Taktieren statt Regieren | ZEIT ONLINE

Sechseinhalb Stunden hatten die Spitzen von Union und SPD am Mittwochabend im Kanzleramt zusammengesessen. Am Ende reichte es nicht einmal für eine gemeinsame Pressekonferenz. Getrennt traten Unionsfraktionschef Volker Kauder und sein SPD-Kollege Thomas Oppermann am Donnerstagvormittag vor die wartenden Journalisten, um ihre jeweiligen Erfolge zu präsentieren.

Oppermann lobte unter anderem die große Professionalität des neuen SPD-Verhandlungsführers Martin Schulz, der erstmals und nur nach langem Zögern an der Runde teilgenommen hatte. Doch betrachtet man die Liste der Ergebnisse, so hat man zumindest auf den ersten Blick nicht den Eindruck, dass Schulz für seine Partei viel rausgeholt hat.

Dass Wohnungseinbrüche künftig mit einer Mindeststrafe von einem Jahr bestraft werden sollen, ist vielmehr ein Verhandlungserfolg der Union. Der Gesetzentwurf von SPD-Justizminister Heiko Maas sah nur ein halbes Jahr vor. Geeinigt hat sich die große Koalition auch auf ein Verbot von Kinderehen, auch das ein ausdrücklicher Wunsch der Union. Und ebenfalls auf die Union geht es zurück, wenn künftig Sozialbehörden das Recht haben werden, mit Fingerabdrücken die Identität von Asylbewerbern zu überprüfen, um so Sozialleistungsbetrug zu verhindern.

Koalitionsausschuss – Union und SPD legen Konflikte nur zum Teil bei
Die Koalitionsspitzen haben sich auf Kompromisse geeinigt. So soll Sozialbetrug stärker bekämpft werden. Bei anderen Themen, wie der Ehe für alle, gab es keine Einigung.

© Foto: Michael Kappeler/dpa

Die SPD ihrerseits konnte zwar ein Nationales Präventionsprogramm gegen islamistischen Extremismus heraushandeln. Das allerdings verlangte der Union keine großen Zugeständnisse ab. Dass solche Präventionsprogramme sinnvoll und nötig sind, ist auch unter Konservativen unbestritten. Bei der von vielen SPD-Politikern gewünschten Verbesserung des Familiennachzugs für Flüchtlinge haben die Sozialdemokraten dagegen nicht mehr erreicht als die Zusicherung, dass bisher schon geltendes Recht künftig auch tatsächlich umgesetzt werden soll.

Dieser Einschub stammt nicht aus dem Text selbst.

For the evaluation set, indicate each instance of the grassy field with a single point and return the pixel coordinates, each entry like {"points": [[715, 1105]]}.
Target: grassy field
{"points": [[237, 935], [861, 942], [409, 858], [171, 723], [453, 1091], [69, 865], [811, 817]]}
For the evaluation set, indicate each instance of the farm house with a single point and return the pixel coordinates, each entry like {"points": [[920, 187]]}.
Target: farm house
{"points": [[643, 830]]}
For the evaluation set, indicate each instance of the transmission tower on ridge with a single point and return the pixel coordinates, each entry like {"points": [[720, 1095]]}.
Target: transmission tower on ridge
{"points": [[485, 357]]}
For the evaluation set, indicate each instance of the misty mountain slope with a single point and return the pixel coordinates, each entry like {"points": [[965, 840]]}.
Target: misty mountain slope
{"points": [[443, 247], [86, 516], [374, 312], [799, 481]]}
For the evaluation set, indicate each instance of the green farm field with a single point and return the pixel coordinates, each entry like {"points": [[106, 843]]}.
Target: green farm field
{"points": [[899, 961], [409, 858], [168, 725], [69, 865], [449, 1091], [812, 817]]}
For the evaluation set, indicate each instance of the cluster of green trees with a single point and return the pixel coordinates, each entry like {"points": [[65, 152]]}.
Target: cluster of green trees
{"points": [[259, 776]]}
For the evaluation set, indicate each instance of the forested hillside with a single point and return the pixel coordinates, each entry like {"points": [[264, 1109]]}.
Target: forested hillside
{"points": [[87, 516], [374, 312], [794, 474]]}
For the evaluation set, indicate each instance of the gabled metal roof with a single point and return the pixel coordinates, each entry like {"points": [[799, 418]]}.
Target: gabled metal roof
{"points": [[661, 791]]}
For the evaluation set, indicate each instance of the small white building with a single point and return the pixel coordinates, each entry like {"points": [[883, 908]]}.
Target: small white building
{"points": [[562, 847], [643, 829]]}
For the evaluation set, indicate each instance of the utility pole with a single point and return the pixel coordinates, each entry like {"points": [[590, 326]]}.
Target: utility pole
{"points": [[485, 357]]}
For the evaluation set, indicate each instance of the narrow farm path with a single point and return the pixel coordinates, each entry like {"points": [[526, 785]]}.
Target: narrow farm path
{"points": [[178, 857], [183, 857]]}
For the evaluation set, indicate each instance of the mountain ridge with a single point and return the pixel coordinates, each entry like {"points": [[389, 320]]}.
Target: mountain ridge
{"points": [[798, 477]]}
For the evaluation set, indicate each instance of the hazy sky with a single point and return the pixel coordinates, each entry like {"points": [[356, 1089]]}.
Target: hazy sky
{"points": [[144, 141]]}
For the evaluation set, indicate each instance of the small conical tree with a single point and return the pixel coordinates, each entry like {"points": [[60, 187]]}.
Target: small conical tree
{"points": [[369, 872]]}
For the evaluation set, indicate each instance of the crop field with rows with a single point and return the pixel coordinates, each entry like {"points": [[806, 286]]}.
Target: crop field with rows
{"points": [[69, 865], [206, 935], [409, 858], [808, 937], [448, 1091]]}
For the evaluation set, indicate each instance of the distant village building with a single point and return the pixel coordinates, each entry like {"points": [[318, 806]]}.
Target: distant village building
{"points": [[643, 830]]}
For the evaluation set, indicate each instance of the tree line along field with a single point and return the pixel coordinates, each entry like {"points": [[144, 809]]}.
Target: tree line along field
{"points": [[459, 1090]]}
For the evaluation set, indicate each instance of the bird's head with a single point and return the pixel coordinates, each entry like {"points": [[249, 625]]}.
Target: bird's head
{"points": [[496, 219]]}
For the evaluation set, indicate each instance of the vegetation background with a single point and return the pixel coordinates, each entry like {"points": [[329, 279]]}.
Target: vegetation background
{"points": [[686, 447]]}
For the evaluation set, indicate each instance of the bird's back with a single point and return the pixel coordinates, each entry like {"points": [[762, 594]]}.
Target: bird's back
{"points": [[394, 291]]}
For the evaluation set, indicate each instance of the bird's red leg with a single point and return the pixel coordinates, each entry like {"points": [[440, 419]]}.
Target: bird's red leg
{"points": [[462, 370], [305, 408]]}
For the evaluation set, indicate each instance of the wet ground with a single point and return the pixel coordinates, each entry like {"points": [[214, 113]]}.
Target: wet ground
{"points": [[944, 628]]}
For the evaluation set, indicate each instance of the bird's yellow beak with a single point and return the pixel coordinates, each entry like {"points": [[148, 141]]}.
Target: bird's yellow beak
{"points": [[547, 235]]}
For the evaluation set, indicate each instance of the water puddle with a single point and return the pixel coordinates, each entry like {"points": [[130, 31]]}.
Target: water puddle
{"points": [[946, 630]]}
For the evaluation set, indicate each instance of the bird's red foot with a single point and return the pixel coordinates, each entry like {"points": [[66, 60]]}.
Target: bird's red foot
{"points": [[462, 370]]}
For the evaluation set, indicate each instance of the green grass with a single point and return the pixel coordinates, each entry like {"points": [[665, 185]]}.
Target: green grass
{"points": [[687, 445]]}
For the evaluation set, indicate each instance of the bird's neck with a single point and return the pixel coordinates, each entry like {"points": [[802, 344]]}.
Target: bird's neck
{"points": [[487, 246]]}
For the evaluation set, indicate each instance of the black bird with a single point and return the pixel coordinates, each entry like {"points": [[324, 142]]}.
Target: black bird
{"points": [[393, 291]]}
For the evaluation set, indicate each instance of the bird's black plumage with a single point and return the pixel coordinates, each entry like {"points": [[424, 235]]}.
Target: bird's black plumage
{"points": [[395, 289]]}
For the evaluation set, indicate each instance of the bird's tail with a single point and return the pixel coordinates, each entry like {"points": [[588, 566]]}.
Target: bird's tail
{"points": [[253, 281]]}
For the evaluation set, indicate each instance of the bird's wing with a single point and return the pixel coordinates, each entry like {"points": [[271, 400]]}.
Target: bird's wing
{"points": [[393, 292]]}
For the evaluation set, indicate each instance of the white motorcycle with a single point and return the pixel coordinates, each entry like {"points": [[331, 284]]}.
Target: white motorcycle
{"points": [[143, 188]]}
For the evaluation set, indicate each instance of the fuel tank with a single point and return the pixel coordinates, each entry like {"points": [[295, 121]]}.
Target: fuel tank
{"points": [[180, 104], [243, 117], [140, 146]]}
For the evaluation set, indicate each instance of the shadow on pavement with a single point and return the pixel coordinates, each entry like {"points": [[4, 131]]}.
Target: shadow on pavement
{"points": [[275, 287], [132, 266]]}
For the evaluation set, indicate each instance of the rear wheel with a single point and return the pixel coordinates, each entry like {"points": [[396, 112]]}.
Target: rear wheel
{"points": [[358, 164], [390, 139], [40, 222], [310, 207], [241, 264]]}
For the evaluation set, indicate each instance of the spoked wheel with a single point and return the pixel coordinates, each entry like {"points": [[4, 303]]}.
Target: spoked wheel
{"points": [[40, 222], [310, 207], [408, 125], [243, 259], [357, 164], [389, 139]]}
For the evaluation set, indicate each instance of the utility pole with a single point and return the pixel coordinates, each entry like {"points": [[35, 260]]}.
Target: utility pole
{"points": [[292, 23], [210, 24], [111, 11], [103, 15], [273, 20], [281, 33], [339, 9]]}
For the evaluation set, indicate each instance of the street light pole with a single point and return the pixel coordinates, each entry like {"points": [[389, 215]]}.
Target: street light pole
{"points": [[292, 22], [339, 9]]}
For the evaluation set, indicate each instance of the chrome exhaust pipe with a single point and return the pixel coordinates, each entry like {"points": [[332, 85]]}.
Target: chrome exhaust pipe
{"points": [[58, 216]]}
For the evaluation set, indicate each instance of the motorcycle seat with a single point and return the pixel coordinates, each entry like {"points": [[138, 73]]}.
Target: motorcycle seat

Auch bei drei anderen Kernanliegen haben die Sozialdemokraten sich nicht durchsetzen können: Weder gibt es eine Regelung zur Begrenzung von Managerbezügen noch konnte man sich auf ein Rückkehrrecht von Frauen aus Teilzeit einigen. Auch aus der Solidarrente für arme Rentner, die trotz jahrzehntelanger Arbeit nur auf das Niveau der Grundsicherung kommen, wird – wie schon unter schwarz-gelb – wieder nichts. Und das, obwohl alle drei Projekte im Koalitionsvertrag vereinbart waren.

Schlecht verhandelt?

Hat Schulz also schlecht verhandelt? Das wohl eher nicht. Denn sowohl bei den Mangergehältern als auch bei dem Rückkehrrecht für Frauen aus Teilzeitarbeit wäre durchaus ein Kompromiss mit der Union möglich gewesen. Die SPD entschied sich allerdings für die Taube auf dem Dach statt für den Spatz in der Hand. Weil sie ihre Maximalforderungen nicht durchbekam, wird nun eben gar nichts geregelt. Die Sozialdemokraten versprechen sich offenbar mehr davon, der Union bei diesen Themen im Wahlkampf Verweigerung vorwerfen zu können. Oppermann gab davon schon mal eine Kostprobe: “Bei der Gerechtigkeit stoßen wir jetzt an die ideologischen Grenzen der Union”, sagte er.

Auch die Union ist von solch einem Taktieren natürlich nicht frei. Bei der Teilzeitregelung war sie tatsächlich nur zu kleinen Zugeständnissen bereit, kurz vor Wahlkampfbeginn will sie keine weitreichenden Belastungen für Unternehmen mehr beschließen.

Vor diesem Hintergrund erscheint es auch gar nicht so dumm, dass die SPD ihrerseits der Union bei der inneren Sicherheit und der Regelung zum Sozialmissbrauch durch Flüchtlinge entgegengekommen ist. Einbruchskriminalität ist zum Beispiel im nordrhein-westfälischen Landtagswahlkampf ein zentrales Thema. Hier wäre es der SPD schlecht zupass gekommen, wenn sie ihrerseits von der Union als Verweigerin dargestellt worden wäre. Zugleich nimmt sie der Union wichtige Themen für den Bundestagswahlkampf weg.

Fragt sich nur, ob die Wähler solch taktisches Agieren am Ende tatsächlich honorieren.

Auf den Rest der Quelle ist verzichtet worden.